So over the last few years, I’ve really sat deeply with the advice I give educators in the 40 Hour Teacher Workweek, which is to “relax your standards to a level where no one else will notice but you.”

In other words, if you could stop doing an aspect of your work to the full extent and quality you’re doing now, and no one around you would notice or care, relax your standards. Set your expectations lower because you’re spending your time and energy on something that isn’t as important as some of your other obligations.

For example, I remember one teacher in 40 Hour who realized she was putting a lot of effort into a digital parent newsletter every week. She decided to tell parents she was going to switch to a bi-weekly letter, meaning every other week, so she could spend the time she was using to create the newsletter on conferring with individual parents as needed. (In other words: she had emails and phone calls to respond to.) None of the parents had a problem with this.

The following year, she decided to start off the school year with her new group of students having only monthly parent updates. Again, none of the parents had a problem with this. They, too, were busy and were happy to hear about projects and learning topics on a monthly basis.

This is an example of relaxing your standards to a level where no one else will notice but you. None of the parents even knew a biweekly newsletter, much less a weekly one, was even something this teacher thought she should be doing. It was an expectation she had for herself but no one cared when she relaxed those standards (which feels a lot better than “lowering your standards”, especially if you’re a perfectionist or people pleaser).

Experimenting with the framework of “B+ work”

Relaxing your standards is a good mental reframing to play around with as a starting place, but over the past few years, I’ve also been experimenting with the framework of “B+ work.”

The idea here is that you cannot get a 100 or perfect score on every task that’s on your plate. Every meal you cook for dinner is not going to be an A+. Every lesson you create is not going to be outstanding. Every birthday present you buy, every housecleaning you do, every holiday celebration you plan, and so on … they’re not all going to be A+ work.

This is in part because you’re human, and it’s not possible to get everything perfect all the time. But it’s also because you have limits on your time and energy. Given unlimited hours, money, and resources, maybe you could get pretty close to A+ work on every aspect of your life. But you have 24 hours a day and your finances and obligations present constraints.

What if you only aimed for A+ work on the most important stuff, and aimed for B+ work in everything else?

B+ is actually a good score, right? And it’s perfectly fine for a last minute meal or minor student accommodation or other small aspect of life and work.
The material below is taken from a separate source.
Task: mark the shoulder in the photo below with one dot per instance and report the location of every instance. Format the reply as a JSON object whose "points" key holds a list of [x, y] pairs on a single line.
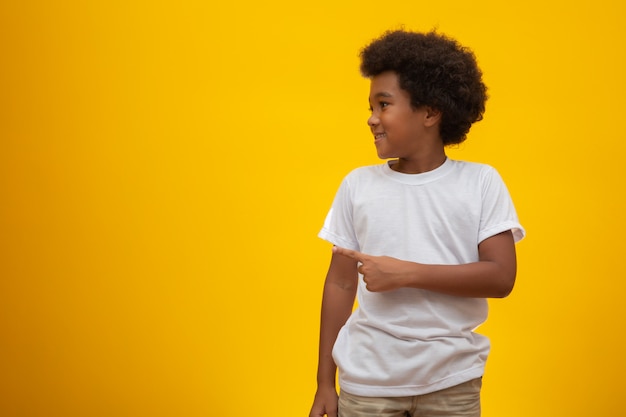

It’s well about average and very solidly GOOD, by any standard.

There is so much pressure for peoplE — especially teachers — to be outstanding in every aspect, and it’s not realistic, or even necessary. B+ work suffices the majority of the time.

You don’t need to give 100% to everything because everything doesn’t matter. Give 100% to the stuff that does matter, and 85% to everything else. That’s B+ work.
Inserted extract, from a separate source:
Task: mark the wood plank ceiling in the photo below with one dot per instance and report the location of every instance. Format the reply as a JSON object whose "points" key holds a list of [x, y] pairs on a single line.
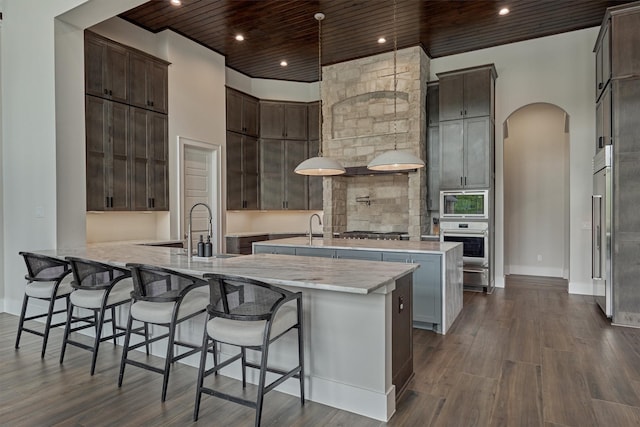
{"points": [[276, 30]]}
(And, once you get good at this, you might even realize some tasks only deserve about 50% of your effort and be okay with that, but let’s not get ahead of ourselves here at first.)
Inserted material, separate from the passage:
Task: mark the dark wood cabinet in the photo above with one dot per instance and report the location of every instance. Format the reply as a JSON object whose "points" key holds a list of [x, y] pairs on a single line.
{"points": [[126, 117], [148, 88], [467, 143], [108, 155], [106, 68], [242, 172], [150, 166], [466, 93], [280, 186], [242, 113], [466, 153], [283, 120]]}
You might be thinking, “This sounds good, Angela, but I just don’t think like that. My brain doesn’t work that way.” Here are five tips to help you internalize this.

1. Remember that your B+ is probably most people’s A+.

The truth is that if you are a perfectionist — if you can never be happy with anything you do unless it meets your personal standard of what’s acceptable — then your idea of B+ work is probably everyone else’s idea of A+ work, anyway.

In a world of mediocrity and low-effort output, you may be surprised at how impressive other people find your B+ work and how it still manages to stand out.

2. Remember that only you know what A+ work looks like in your head.

If you’re creating an Open House or parent workshop for your students’ families and caregivers, they won’t know that you had planned to do five hands-on stations and an elaborate interactive bulletin board and have the event catered with snacks you paid for out of your pocket.

So for you, nixing the bulletin board and snacks and only doing three stations out of five feels like B+ work–or maybe worse, like D+ work. But to the families who had no idea you’d even thought to do those other things, it looks like A+ work.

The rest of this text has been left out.